I just have a hard time wrapping my head around using cloud storage for such large files being an optimal solution but then again if storage cost is the biggest objection, unlimited storage sounds like it’s removing said objection and you don’t have much choice if you’re working as a remote team so great point, I hadn’t thought about it like that.

load more comments (1 replies)
load more comments (1 replies)
[–] elbarto777@lemmy.world 9 points 1 year ago* (last edited 1 year ago) (1 children)

~~I always hated the term unlimited when it's not really unlimited. Is it really abuse if you're using it as intended?~~

Edit: I eat my words. People are assholes. I thought this was referring to providers of unlimited storage or bandwidth, only to say "oh, you've using it too much, so we're going to throttle you."

[–] doublejay1999@lemmy.world 25 points 1 year ago (4 children)

I think you are right the first time.

“Unlimited “ only ever an advertising term, to garner attention. No one ever intends to deliver on it .

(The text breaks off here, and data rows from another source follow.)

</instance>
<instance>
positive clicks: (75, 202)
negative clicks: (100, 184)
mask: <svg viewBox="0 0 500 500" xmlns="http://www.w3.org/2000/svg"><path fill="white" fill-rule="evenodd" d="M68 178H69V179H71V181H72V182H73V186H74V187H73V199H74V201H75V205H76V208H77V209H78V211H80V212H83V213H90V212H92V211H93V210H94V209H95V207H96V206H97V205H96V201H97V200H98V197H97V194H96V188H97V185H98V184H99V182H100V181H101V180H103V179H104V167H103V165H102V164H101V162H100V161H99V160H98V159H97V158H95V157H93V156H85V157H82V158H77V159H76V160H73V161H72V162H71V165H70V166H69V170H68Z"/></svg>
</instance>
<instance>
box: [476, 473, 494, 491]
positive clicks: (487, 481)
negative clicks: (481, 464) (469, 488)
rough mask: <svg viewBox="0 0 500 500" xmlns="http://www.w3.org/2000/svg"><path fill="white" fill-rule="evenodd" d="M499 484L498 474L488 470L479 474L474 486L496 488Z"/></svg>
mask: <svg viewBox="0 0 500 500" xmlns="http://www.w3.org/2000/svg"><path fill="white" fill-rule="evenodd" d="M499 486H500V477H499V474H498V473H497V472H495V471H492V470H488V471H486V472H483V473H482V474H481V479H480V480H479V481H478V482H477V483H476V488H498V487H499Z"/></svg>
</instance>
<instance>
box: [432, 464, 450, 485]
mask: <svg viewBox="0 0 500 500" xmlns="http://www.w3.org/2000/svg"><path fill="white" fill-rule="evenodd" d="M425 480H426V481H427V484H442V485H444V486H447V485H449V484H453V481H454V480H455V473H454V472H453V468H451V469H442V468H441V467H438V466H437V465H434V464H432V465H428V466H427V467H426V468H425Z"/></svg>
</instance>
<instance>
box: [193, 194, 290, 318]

[–] johnthedoe@lemmy.ml 7 points 1 year ago

I remember when google photos offered unlimited when it first came out. Called that off pretty damn quick

load more comments (3 replies)
[–] autotldr@lemmings.world 7 points 1 year ago

This is the best summary I could come up with:


This was intended to free business users from needing to worry about quotas.

The company said in a blog post yesterday that it was retiring its unlimited storage policy specifically because people were buying Dropbox Advanced accounts "for purposes like crypto and Chia mining, unrelated individuals pooling storage for personal use cases, or even instances of reselling storage."

Dropbox also says that this behavior has been getting worse recently because other services have also been placing caps on their storage plans—at some point within the last year, Google also removed similar "as much as you need" language from its Google Workspace plans.

Rather than attempting to police behavior or play whack-a-mole with the people abusing the service, Dropbox has imposed a 15TB cap on organizations with three or fewer users.

An additional 5TB per user can be added on top of that, with a maximum cap of 1,000TB per organization.

New customers will be affected by this policy change immediately, as you'll see if you check the current pricing for Dropbox Advanced plans.


The original article contains 354 words, the summary contains 173 words. Saved 51%. I'm a bot and I'm open source!